Dispersants Used in Oil Disaster Creating New Crisis
Toxic chemical components from crude may pose serious problems for fisheries
NEW ORLEANS, July 30 /PRNewswire/ -- A Statement from Attorneys Stuart Smith and Mike Stag, and Toxicologist Dr. William Sawyer:
"Most southeast Louisiana residents know by now that BP is using chemical dispersants in the Gulf to help make the oil go away. Unfortunately, dispersants do not 'make the oil go away' – quite the reverse, dispersants merely conceal a portion of the oil underwater.
"Dispersants also leave behind a witch's brew of other potentially-dangerous chemicals after interacting with crude oil in water. Not only do these toxic components damage the environment, but they introduce potentially-serious human health and marine environmental problems.
"Louisianans can expect to experience long-term effects for some time, not only to their health, but also their ecosystem and way of life. And the real problems can't necessarily be seen.
"When you fly over the Macondo site where the Deepwater Horizon rig was located, the water looks like a gelatinous toxic soup thanks to this mix of dispersants and oil.
"Dispersants were meant to be used at the surface of oil spills.

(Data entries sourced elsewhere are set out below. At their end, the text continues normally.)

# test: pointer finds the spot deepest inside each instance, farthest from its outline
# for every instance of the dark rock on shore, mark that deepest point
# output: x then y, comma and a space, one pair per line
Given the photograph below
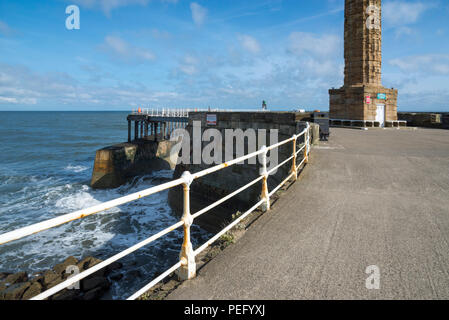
18, 286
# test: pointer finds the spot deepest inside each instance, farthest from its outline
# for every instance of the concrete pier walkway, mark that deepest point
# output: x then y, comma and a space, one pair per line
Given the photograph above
377, 197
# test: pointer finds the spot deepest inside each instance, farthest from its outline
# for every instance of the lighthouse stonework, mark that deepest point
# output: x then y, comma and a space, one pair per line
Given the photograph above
363, 97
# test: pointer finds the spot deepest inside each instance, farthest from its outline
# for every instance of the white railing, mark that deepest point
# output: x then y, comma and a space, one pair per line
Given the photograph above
174, 112
186, 264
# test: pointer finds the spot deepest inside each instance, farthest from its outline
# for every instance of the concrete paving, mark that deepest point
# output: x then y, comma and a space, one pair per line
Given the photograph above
377, 197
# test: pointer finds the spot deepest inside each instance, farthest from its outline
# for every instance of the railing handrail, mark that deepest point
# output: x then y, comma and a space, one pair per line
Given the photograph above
187, 260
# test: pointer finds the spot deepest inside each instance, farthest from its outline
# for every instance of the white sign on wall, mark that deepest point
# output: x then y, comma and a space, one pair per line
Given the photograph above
211, 119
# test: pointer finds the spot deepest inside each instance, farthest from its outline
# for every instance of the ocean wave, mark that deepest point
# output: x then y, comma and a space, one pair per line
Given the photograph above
76, 169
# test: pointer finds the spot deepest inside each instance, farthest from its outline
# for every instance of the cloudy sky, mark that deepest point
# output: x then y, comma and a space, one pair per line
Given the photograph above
219, 53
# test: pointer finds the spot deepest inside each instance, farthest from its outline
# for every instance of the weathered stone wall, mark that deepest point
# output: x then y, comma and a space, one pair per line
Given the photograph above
212, 187
363, 65
363, 46
425, 119
117, 164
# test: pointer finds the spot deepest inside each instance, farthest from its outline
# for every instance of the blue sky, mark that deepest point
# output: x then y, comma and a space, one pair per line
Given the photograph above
218, 53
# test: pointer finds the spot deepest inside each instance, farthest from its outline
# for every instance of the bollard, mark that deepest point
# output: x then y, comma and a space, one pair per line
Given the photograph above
265, 195
187, 270
294, 169
306, 146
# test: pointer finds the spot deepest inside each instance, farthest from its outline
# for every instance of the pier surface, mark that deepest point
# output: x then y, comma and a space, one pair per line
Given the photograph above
377, 197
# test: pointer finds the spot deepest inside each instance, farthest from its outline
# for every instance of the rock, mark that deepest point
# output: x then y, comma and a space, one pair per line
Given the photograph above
67, 295
32, 291
134, 274
3, 286
116, 276
16, 278
89, 262
114, 266
3, 275
49, 276
55, 282
15, 291
62, 267
93, 294
95, 282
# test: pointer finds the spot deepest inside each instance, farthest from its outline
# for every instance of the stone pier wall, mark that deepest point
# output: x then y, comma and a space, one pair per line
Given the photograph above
212, 187
119, 163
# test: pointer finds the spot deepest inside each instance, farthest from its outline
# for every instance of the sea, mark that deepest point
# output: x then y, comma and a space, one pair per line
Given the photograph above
46, 163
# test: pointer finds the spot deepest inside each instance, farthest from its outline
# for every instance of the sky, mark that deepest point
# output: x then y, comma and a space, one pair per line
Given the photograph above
218, 53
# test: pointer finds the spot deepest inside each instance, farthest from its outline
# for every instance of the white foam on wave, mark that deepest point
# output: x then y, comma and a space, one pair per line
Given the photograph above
76, 169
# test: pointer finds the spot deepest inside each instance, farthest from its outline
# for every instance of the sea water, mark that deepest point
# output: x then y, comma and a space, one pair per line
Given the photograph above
46, 162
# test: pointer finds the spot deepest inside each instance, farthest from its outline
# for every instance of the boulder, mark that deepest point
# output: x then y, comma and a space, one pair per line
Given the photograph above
3, 275
116, 276
95, 282
89, 262
49, 277
93, 294
33, 290
62, 267
15, 291
114, 266
66, 295
16, 278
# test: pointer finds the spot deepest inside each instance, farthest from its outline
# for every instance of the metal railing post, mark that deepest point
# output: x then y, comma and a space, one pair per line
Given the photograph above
294, 169
265, 194
187, 270
306, 145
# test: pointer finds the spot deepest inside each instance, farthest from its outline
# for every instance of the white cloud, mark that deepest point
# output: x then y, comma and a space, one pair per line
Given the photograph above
400, 13
199, 13
109, 5
249, 43
430, 64
317, 45
125, 52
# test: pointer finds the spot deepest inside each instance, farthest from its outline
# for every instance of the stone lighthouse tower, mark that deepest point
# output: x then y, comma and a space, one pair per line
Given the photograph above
363, 97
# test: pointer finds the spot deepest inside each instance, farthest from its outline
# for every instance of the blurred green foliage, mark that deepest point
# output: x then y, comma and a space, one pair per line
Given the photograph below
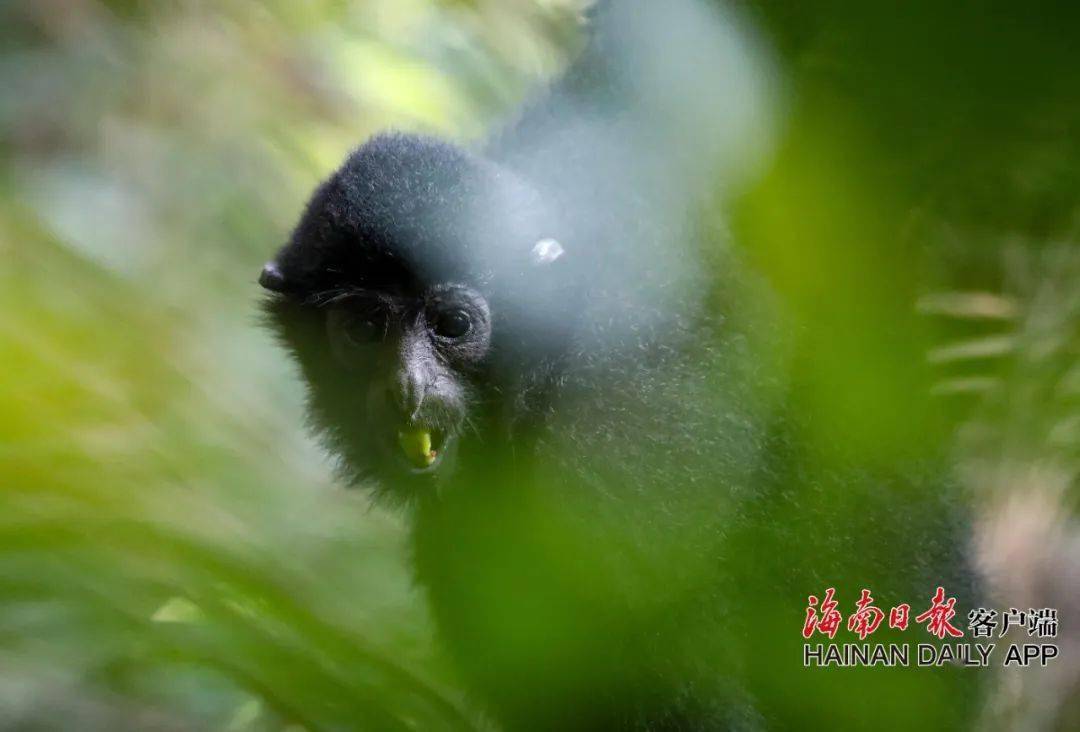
173, 552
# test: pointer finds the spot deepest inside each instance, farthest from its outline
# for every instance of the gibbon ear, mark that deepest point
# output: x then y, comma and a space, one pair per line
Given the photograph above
272, 279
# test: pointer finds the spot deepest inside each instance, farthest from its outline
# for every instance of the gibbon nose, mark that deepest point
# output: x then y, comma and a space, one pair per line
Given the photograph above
413, 385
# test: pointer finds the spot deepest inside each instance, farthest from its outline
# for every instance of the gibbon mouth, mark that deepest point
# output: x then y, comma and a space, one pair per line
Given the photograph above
422, 448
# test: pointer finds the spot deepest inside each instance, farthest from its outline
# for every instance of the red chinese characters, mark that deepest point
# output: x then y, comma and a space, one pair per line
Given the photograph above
898, 617
866, 618
828, 620
939, 614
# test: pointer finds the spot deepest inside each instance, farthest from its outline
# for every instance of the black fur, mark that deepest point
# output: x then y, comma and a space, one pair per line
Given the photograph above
634, 516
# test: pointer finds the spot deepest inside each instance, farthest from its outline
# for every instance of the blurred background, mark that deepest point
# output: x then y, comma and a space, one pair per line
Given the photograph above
175, 552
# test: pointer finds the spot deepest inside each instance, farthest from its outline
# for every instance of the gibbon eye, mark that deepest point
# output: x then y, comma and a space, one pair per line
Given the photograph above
352, 334
362, 329
453, 324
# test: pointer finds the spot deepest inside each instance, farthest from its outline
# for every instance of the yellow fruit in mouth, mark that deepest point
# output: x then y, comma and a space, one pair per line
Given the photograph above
416, 445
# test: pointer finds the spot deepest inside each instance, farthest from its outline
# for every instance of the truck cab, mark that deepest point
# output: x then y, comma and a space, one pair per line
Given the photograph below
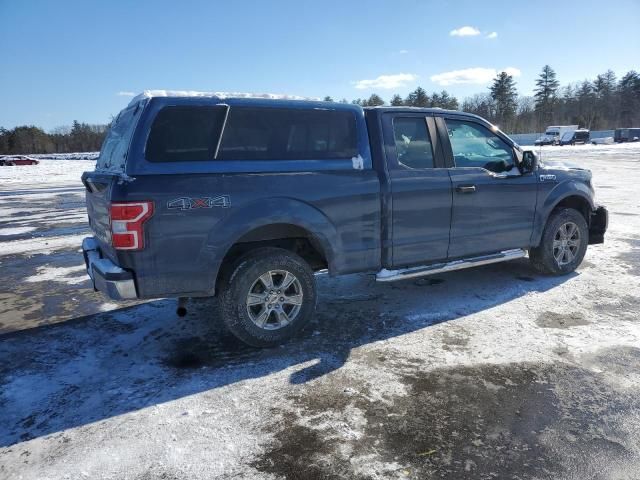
247, 198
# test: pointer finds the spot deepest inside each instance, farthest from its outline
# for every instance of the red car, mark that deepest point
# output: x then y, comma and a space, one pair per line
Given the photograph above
18, 160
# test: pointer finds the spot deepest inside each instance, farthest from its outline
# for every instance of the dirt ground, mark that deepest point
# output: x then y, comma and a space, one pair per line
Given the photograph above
495, 372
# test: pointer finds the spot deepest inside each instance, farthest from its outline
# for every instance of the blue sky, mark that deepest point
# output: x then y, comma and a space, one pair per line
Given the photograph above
65, 60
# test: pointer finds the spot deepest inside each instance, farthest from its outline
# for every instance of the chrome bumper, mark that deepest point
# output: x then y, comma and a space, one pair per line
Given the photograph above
106, 276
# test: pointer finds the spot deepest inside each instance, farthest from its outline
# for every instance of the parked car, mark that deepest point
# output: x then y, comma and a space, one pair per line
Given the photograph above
554, 133
621, 135
582, 135
17, 160
246, 199
602, 141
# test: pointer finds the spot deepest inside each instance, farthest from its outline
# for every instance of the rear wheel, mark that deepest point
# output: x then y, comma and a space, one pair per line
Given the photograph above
563, 244
269, 296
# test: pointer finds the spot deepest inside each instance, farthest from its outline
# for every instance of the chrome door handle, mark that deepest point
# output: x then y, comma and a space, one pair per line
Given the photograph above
466, 188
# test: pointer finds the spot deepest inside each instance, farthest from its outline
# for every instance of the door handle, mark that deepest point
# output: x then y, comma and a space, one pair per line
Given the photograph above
466, 188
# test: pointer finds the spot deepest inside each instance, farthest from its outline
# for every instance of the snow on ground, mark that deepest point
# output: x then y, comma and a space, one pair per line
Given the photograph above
494, 372
47, 174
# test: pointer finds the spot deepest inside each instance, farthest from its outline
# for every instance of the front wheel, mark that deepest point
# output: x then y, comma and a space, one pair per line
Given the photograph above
563, 244
270, 295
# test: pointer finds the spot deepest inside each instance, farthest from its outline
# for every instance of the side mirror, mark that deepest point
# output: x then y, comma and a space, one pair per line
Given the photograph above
529, 162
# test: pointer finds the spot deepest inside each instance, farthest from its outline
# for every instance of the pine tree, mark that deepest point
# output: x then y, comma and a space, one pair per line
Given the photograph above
396, 101
374, 100
505, 96
629, 92
444, 100
417, 98
546, 94
605, 88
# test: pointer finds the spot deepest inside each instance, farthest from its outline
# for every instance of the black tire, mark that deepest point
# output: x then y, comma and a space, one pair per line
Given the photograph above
245, 278
543, 257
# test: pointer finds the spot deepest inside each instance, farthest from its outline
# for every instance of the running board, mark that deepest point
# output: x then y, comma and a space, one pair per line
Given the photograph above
385, 275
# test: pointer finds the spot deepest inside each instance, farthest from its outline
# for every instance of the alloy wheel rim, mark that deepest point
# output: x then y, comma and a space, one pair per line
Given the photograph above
274, 299
566, 243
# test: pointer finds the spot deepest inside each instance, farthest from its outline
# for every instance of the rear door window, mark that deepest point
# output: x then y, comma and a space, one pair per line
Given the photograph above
185, 133
413, 146
254, 133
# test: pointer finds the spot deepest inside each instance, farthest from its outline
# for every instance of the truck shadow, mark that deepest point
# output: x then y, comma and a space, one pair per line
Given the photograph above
92, 368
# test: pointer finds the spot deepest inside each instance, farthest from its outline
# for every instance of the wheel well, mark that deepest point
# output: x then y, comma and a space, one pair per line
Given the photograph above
281, 235
577, 203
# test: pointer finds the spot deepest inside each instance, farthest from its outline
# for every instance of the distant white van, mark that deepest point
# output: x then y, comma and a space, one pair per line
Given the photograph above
554, 133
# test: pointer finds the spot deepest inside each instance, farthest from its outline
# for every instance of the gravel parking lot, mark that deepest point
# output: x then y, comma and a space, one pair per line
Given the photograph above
494, 372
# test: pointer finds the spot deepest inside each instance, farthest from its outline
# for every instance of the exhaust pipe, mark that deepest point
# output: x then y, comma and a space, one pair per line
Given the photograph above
181, 310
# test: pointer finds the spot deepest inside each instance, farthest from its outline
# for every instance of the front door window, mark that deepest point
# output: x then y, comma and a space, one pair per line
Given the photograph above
474, 145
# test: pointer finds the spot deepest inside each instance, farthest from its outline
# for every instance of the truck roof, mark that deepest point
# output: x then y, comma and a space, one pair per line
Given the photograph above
218, 95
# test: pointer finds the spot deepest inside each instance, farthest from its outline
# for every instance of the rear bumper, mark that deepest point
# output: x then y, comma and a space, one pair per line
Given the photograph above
107, 277
598, 225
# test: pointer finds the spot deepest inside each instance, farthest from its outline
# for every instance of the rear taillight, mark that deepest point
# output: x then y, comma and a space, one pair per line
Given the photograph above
127, 221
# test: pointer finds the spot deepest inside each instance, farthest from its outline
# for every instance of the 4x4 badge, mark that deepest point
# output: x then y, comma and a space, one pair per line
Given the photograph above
188, 203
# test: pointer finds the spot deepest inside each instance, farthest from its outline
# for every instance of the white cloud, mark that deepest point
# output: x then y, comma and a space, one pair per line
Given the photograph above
385, 81
475, 75
465, 31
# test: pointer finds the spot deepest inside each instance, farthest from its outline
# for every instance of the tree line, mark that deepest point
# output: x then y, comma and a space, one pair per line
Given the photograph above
603, 103
79, 137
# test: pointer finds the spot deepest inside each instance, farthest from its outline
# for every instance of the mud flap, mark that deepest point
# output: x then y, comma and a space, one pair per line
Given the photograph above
598, 225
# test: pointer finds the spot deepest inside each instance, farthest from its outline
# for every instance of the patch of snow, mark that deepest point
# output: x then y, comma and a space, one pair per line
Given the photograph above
16, 230
66, 275
44, 245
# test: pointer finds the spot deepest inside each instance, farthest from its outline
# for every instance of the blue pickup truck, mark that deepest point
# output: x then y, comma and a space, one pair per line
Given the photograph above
247, 198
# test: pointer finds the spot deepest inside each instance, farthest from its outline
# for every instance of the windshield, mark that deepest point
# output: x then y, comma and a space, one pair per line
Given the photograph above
113, 153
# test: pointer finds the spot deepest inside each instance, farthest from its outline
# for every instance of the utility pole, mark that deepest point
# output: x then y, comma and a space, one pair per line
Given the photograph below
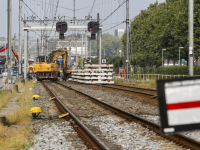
90, 51
98, 38
9, 34
14, 48
46, 50
20, 39
85, 44
70, 52
27, 51
82, 53
191, 41
76, 52
74, 13
100, 46
38, 48
127, 34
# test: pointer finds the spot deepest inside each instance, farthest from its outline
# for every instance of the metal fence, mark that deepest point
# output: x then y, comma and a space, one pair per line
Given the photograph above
1, 83
145, 78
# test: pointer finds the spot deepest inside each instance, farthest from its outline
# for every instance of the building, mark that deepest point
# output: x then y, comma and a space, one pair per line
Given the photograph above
119, 32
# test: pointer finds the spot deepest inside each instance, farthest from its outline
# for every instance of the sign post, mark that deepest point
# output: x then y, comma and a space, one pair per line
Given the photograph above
179, 104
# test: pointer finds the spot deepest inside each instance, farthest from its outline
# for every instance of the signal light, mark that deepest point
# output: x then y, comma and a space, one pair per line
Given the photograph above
93, 27
61, 28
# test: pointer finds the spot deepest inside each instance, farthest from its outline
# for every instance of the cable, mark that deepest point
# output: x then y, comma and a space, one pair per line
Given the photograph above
114, 26
32, 11
113, 11
55, 5
95, 5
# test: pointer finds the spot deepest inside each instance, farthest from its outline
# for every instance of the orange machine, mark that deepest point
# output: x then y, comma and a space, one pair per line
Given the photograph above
121, 71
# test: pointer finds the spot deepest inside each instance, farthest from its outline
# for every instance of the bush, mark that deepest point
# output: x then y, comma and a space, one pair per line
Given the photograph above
176, 70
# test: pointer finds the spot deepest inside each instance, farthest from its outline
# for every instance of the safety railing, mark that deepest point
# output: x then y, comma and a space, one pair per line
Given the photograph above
144, 78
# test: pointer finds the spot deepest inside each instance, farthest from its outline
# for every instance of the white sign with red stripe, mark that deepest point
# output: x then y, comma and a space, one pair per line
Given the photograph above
183, 102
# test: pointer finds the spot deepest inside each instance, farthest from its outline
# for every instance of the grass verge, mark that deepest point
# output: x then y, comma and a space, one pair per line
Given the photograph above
145, 84
18, 138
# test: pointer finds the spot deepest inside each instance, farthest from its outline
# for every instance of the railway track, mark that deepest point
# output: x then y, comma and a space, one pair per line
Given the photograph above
151, 93
90, 139
179, 139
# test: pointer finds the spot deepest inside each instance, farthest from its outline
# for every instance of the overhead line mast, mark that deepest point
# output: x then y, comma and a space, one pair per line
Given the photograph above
127, 34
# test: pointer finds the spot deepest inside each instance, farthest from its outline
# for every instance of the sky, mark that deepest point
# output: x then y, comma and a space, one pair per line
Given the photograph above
66, 7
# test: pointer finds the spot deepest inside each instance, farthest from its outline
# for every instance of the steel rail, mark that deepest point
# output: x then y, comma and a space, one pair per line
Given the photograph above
148, 94
135, 87
177, 138
95, 142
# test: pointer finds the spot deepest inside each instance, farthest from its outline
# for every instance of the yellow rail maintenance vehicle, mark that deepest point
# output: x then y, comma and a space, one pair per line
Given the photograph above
63, 71
45, 70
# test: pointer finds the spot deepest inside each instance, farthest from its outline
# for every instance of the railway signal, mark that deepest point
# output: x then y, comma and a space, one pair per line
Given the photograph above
93, 28
61, 28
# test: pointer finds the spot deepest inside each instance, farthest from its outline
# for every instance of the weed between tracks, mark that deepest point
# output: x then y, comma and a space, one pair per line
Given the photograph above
18, 137
146, 84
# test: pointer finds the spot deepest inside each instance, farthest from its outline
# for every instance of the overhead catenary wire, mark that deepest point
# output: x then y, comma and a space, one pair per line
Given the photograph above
54, 16
113, 11
114, 26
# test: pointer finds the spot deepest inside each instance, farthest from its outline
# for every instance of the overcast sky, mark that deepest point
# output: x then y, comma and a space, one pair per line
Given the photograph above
82, 7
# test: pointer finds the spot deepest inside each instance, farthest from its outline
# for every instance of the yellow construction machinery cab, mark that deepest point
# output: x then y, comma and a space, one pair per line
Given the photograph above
45, 70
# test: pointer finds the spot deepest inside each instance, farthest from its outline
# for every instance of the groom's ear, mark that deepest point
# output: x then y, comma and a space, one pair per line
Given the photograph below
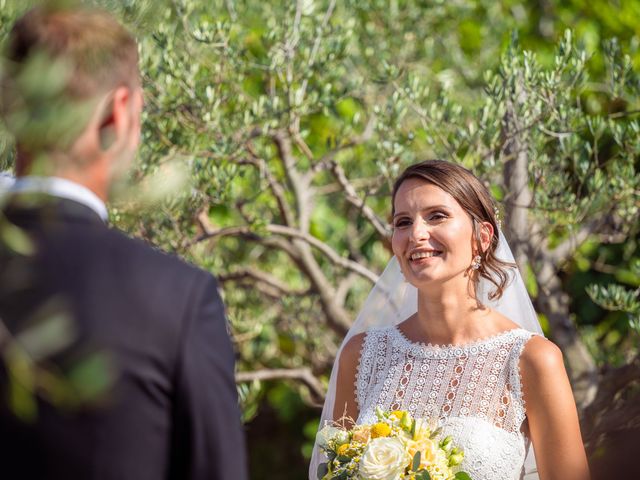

The millions of gallons of Corexit used at the Macondo wellhead site to prevent the oil spill from surfacing have caused as much as 70 percent of the spill to remain hidden from view.
"BP's use of dispersants deep underwater, and on such a large scale, represents the first time these chemicals have been used in this manner. Normally, dispersants are applied in small quantities at the surface and the chemical toxins of their use become sufficiently diluted over time so as to pose only minimal health risks. However, because of the volume of dispersants applied, the volume of oil involved, and because the dispersants were applied deep underwater, what remains afterward can be dangerous to human life and deadly with respect to marine reproduction.
"These toxic chemicals, known carcinogens, are just lingering, invading marine life and the ecosystem of the Gulf. The long-term impact on wildlife and many residents' way of life hasn't been fully estimated. If the result of using these chemicals sterilizes our fisheries, what will it do to those of us who eat this seafood?
"Based upon a published efficacy study of Corexit 9500 on southern Louisiana crude at 70 percent efficacy, it is estimated that approximately 1/10th of a billion gallons of crude has been suspended underwater. However, what remains is not normal crude, but highly toxic fractions of what was once crude.
"Because these chemical concentrations are underwater, the insidious effects of their presence are not clearly visible to the naked eye, and the large scope of application and the vast geography of the Gulf make it exceedingly difficult to track.
"Only by conscientiously following through and professionally monitoring and analyzing the effects of these toxic chemicals can we accurately assess the true impacts of BP's introduction and potential misuse of dispersants into what was a short time ago a pristine marine environment."
Much of the deepwater findings referred to by Mr. Smith are based on official NOAA testing data and the results of independent testing. To insure that laboratory findings were both accurate and impartial, Mr. Smith hired well-known experts to gather data and study the air and water quality of the area. This effort, spearheaded by Chief Toxicologist Dr. William Sawyer, has produced some alarming facts:
- To date, BP has applied nearly 2 million gallons of Corexit(TM) EC9500A Dispersant.
- There is substantial evidence of severe toxicological consequences, both in the shallow waters off Louisiana and in the offshore plumes farther out in the Gulf. Of particular concern are chemicals called "polynuclear aromatic hydrocarbons" (PAHs) and the C19-C36 water insoluble hydrocarbons. These chemicals are appearing at toxic levels under the surface as a result of the application of deepwater chemical dispersants.
- PAHs and this normally water-insoluble set of hydrocarbons have known destructive effects on marine reproduction, particularly on egg-laying species as well as embryo-larval stages within the estuaries.
- Documented measurements of some of these chemicals are in great excess of established and risk-based lethal levels. The current PAH levels are capable of "sterilizing" our fisheries and estuary reproduction zones.
- The chemical toxins (PAHs) suspended in these concentrations pose potential human health concerns due to bioaccumulation in edible species.